A common platform-independent binary format for object files, libraries and executables, widely used on UNIX systems.
AMG: Here's code to dump the contents of an ELF file, by section. At present, it only supports 32-bit little-endian ELF, since I don't have any other kind of ELF file on hand to check it against. It uses code adapted from Dump a file in hex and ASCII. There are many section attributes and other headers it could print, but doesn't; it's easy to add support for what you need. It might not work on stripped binaries.
Reference: [L1 ]
#!/usr/bin/env tclsh
if {[llength $argv] == 0 || [llength $argv] > 2} {
puts stderr "Usage: [file tail $argv0] FILENAME ?PATTERN?"
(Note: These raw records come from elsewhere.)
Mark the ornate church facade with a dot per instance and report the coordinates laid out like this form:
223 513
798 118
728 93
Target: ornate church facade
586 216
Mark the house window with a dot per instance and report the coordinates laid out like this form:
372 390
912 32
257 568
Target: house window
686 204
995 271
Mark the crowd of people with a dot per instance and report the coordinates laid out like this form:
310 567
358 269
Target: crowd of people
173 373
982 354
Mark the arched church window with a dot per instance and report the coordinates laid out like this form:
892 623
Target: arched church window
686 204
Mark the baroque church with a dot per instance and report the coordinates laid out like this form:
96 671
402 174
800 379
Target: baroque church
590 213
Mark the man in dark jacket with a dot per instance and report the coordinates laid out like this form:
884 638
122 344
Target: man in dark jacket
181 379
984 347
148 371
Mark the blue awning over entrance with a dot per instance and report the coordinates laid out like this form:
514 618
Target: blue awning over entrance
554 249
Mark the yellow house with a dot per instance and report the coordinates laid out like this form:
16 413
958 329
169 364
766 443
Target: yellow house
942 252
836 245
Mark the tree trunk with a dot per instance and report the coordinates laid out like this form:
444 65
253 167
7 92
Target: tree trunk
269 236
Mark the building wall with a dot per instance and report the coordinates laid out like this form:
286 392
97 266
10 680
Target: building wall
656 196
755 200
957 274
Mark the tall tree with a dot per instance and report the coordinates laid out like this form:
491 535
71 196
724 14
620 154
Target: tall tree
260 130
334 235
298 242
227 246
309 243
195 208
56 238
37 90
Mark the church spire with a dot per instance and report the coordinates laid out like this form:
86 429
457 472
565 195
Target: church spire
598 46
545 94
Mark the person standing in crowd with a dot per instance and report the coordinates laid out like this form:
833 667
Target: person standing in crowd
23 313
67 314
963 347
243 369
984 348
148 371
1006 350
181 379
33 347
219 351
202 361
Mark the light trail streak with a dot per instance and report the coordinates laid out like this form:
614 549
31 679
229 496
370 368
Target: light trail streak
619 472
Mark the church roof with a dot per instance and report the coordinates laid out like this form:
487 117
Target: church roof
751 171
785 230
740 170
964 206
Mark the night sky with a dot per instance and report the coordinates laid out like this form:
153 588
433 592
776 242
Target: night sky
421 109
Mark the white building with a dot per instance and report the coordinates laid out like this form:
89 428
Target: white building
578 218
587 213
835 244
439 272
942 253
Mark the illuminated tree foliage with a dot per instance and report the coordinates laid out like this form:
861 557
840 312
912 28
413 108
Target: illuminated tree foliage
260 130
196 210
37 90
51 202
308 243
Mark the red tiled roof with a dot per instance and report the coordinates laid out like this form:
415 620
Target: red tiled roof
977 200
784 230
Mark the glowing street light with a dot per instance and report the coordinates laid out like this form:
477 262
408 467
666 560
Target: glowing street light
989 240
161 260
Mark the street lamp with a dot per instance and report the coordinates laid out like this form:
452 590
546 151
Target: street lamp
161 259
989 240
puts stderr "FILENAME: Name of a 32-bit LE ELF file to dump"
puts stderr "PATTERN: Glob-style section name match pattern"
exit 1
}
proc hex {data} {
set result ""
for {set i 0} {$i < [string length $data]} {incr i 16} {
set row [string range $data $i [expr {$i + 15}]]
binary scan $row H* hex
set hex [regsub -all {(.{4})} [format %-32s $hex] {\1 }]
set row [regsub -all {[^[:print:]]} $row .]
append result [format "%08x: %s %-16s\n" $i $hex $row]
}
string range $result 0 end-1
}
proc unsigned {bits args} {
foreach varname $args {
upvar 1 $varname var
set var [expr {$var & ((1 << $bits) - 1)}]
}
}
proc sections {chan} {
seek $chan 32
binary scan [read $chan 4] i shoff
unsigned 32 shoff
seek $chan 46
binary scan [read $chan 12] sss shentsize shnum shstrndx
unsigned 16 shentsize shnum shstrndx
seek $chan [expr {$shoff + 16 + $shstrndx * $shentsize}]
binary scan [read $chan 8] ii strtaboff strtabsize
unsigned 32 strtaboff strtabsize
seek $chan $strtaboff
set strtab [read $chan $strtabsize]
seek $chan $shoff
set result {}
for {set i 0} {$i < $shnum} {incr i} {
binary scan [read $chan $shentsize] ix12ii name offset size
unsigned 32 name offset size
if {[string index $strtab $name] ne "\0"} {
set end [expr {[string first \0 $strtab $name] - 1}]
lappend result [string range $strtab $name $end] $offset $size
}
}
return $result
}
proc dumpsections {filename {pattern ""}} {
set chan [open $filename rb]
if {[read $chan 7] ne "\177ELF\1\1\1"} {
error "unsupported format"
}
foreach {name offset size} [sections $chan] {
if {$pattern eq ""} {
puts $name
} elseif {[string match $pattern $name]} {
seek $chan $offset
puts $name\n[hex [read $chan $size]]
}
}
close $chan
}
dumpsections [lindex $argv 0] [lindex $argv 1]Example:
[andy@toaster|~/dwarf]$ ./dumpsections.tcl test.o .text .rel.text .data .bss .debug_abbrev .debug_info .rel.debug_info .debug_line .rel.debug_line .debug_macinfo .debug_loc .debug_pubnames .rel.debug_pubnames .debug_aranges .rel.debug_aranges .debug_str .comment .note.GNU-stack .debug_frame .rel.debug_frame .shstrtab .symtab .strtab [andy@toaster|~/dwarf]$ ./dumpsections.tcl test.o .debug_str .debug_str 00000000: 756e 7369 676e 6564 2069 6e74 006c 6f6e unsigned int.lon 00000010: 676e 616d 6500 6c6f 6e67 2069 6e74 0061 gname.long int.a 00000020: 7267 7600 6172 6763 006d 6169 6e00 6368 rgv.argc.main.ch 00000030: 6172 006e 6578 7400 2f68 6f6d 652f 616e ar.next./home/an 00000040: 6479 2f64 7761 7266 0074 6573 742e 6300 dy/dwarf.test.c. 00000050: 474e 5520 4320 342e 342e 3400 GNU C 4.4.4.